• Participants ≥ 18 years of age.

• Participants with Drug Resistance Epilepsy as defined by the ILAE5.

• Participants undergoing bilateral implantation of DBS leads into the anterior nucleus of the thalamus.

• Adequate organ function as assessed by the following laboratory values within 3 weeks prior to admission to the study:

• Serum creatinine and urea \< 2 times the upper limit of normal;

• ALT, AST and alkaline phosphatase \< 3 times the upper limit of normal, and bilirubin \< 2.5 mg/dL;

• Prothrombin time ≤ 1.5 times upper limit of normal;

• INR and PTT ≤ 1.5 times the upper limit of normal;

• Hemoglobin ≥ 9 g/dL;

• Platelets ≥ 100 x 10\^9/L;

• Absolute Neutrophil Count (ANC) ≥ 1.5 x 10\^9/L.

• Patient or legal guardian is able to fully understand and provide written and verbal consent for the protocol.

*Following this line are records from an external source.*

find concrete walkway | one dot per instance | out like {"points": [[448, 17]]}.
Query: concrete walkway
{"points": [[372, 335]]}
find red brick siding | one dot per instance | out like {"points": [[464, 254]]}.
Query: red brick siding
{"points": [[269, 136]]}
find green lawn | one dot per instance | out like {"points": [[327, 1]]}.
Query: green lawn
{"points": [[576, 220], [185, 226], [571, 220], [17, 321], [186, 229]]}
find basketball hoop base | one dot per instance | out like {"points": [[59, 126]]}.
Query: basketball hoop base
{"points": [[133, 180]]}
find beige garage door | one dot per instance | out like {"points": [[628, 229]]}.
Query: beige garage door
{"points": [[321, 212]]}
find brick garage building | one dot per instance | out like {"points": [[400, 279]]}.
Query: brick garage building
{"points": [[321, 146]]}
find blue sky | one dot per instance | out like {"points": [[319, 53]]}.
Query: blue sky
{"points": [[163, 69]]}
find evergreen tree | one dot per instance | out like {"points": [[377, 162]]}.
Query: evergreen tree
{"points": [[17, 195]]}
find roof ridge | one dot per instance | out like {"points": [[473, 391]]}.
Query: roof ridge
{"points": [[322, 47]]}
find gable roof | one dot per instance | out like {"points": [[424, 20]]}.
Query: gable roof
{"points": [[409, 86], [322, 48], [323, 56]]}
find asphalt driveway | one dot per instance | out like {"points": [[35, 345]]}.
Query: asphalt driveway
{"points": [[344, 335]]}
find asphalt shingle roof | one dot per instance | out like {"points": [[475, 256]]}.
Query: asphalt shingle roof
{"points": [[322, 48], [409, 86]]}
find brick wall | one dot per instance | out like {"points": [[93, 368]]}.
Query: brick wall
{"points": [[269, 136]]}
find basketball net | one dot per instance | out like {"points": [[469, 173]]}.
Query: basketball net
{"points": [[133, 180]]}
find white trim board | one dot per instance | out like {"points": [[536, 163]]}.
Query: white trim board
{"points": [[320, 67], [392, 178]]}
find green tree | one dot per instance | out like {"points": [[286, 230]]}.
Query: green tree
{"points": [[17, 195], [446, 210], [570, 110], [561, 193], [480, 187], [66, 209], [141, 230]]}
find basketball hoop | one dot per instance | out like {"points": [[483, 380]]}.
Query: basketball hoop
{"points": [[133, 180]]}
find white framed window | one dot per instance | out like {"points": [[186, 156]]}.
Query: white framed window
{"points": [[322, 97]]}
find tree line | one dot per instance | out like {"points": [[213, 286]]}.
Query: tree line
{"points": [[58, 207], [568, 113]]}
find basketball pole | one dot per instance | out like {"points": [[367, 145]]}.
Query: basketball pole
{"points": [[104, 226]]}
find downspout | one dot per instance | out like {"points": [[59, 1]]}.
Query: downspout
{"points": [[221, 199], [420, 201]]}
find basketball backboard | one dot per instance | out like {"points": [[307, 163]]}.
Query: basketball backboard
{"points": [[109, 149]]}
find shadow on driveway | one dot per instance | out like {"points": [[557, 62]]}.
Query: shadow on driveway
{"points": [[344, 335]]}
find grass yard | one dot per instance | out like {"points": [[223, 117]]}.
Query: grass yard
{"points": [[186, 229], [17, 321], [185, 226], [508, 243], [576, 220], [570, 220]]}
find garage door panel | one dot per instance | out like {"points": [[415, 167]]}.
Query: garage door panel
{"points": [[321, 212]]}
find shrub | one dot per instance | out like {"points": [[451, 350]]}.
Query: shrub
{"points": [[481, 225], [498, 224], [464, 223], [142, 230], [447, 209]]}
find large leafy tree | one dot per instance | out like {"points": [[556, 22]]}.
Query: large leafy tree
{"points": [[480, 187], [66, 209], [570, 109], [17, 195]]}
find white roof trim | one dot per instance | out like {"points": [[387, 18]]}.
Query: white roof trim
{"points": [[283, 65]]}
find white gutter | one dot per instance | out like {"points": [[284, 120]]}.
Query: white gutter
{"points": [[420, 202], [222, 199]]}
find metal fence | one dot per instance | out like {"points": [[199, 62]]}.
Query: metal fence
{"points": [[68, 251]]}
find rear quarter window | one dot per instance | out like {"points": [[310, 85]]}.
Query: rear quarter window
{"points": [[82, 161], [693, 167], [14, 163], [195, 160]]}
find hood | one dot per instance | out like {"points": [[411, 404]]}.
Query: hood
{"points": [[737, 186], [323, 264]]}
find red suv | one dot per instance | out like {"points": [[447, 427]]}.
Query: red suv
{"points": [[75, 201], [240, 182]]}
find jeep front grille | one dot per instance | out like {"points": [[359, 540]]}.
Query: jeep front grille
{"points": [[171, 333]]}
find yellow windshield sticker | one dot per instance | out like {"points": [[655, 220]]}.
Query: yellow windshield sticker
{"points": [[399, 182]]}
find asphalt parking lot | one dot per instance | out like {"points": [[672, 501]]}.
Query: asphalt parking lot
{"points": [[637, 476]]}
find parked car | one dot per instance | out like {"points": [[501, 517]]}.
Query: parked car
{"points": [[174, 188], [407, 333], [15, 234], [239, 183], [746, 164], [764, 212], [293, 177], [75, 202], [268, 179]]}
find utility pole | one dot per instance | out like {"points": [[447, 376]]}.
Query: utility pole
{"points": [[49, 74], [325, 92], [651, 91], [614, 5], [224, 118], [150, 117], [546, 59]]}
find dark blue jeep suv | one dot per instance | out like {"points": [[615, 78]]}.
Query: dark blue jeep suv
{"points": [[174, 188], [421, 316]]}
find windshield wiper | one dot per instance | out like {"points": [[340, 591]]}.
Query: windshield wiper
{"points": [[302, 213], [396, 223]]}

• Patient is a candidate for ANT DBS based on the following criteria established by the American Society for Stereotactic and Functional Neurosurgeons:

• Confirmed diagnosis of epilepsy by an epileptologist with focal-onset seizures, with or without generalization;

• Failure to adequately control seizures after two (or more) appropriate and adequately-dosed anti-seizure medications;

• Either partial-onset seizures with a localized onset in a region not amenable to resection or following failed resective surgery or focal-onset seizures with distributed or unclear onset zone.